Higham's Buildings is a heritage listed building located at 101 High Street, on the corner of Market Street in the Fremantle West End Heritage area. It is one of many commercial buildings constructed in Fremantle during the gold boom period in the late nineteenth and early twentieth century.

The two storey building was constructed in 1890 in the Federation Free Classical style. The rendered building co-joins retail shops that return along Market Street with a minimal setback from the pavement.
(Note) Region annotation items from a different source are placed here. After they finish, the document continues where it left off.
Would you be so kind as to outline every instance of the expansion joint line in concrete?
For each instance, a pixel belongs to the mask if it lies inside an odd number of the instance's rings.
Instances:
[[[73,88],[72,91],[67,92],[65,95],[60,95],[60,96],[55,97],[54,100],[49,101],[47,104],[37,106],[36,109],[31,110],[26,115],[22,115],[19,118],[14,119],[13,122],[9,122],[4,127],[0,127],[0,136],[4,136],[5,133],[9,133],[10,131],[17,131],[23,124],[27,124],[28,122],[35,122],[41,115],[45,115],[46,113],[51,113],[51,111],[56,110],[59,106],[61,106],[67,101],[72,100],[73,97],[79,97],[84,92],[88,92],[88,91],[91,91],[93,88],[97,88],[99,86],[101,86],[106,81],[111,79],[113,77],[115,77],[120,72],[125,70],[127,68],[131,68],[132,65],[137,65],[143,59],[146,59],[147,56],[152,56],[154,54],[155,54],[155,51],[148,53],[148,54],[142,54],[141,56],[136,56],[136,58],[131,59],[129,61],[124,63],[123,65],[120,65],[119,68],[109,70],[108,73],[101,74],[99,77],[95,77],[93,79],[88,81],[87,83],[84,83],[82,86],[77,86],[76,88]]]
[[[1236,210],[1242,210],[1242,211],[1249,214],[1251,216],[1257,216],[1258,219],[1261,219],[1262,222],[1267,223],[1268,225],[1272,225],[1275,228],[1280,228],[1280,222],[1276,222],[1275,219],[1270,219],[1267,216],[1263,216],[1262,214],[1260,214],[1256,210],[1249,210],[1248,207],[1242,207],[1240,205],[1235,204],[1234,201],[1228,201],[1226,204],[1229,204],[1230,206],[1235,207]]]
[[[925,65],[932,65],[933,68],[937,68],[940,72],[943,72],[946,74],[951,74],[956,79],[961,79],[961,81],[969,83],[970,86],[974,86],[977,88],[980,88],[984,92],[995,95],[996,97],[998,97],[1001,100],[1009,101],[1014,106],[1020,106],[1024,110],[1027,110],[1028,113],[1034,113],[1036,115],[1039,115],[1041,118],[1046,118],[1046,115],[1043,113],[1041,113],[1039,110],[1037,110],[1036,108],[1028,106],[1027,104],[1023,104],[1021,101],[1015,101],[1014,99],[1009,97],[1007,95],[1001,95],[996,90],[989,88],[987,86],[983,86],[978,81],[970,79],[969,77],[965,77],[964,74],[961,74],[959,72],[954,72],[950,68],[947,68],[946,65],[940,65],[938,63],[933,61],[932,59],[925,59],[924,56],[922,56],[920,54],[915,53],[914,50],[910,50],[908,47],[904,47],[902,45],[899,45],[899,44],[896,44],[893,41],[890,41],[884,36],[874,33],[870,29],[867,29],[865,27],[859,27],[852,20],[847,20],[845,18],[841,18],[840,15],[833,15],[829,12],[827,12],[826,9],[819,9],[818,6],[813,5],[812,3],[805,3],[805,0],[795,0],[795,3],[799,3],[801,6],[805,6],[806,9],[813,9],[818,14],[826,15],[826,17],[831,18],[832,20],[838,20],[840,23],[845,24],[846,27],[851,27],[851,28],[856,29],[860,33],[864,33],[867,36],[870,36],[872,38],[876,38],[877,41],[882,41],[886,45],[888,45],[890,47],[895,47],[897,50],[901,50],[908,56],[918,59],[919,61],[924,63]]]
A highly decorative stucco pediment in the parapet that faces High Street features the name of the building. The facade has ashlar effect pilasters dividing the building into bays.

In the 1850s and 1860s there was a store and residence in the site owned by Mary Higham. These buildings were replaced in the 1890s by the "new" Higham buildings and added to in the 1900s. The building remained in the Higham family until 1974.

The building was originally constructed for Edward Higham who was a founding member of the Fremantle Chamber of Commerce and later a member of the Western Australian Legislative Council for the Fremantle district.

A fire broke out in the building in 1902; it was quickly extinguished. Tearooms were established in the building in 1904. A pharmacy opened in the building in 1912.

The Palladium Theatre used to be in the eastern end of the building complex.

The building was classified by the National Trust in 1974 and placed permanently on the Register of the National Estate in 1978.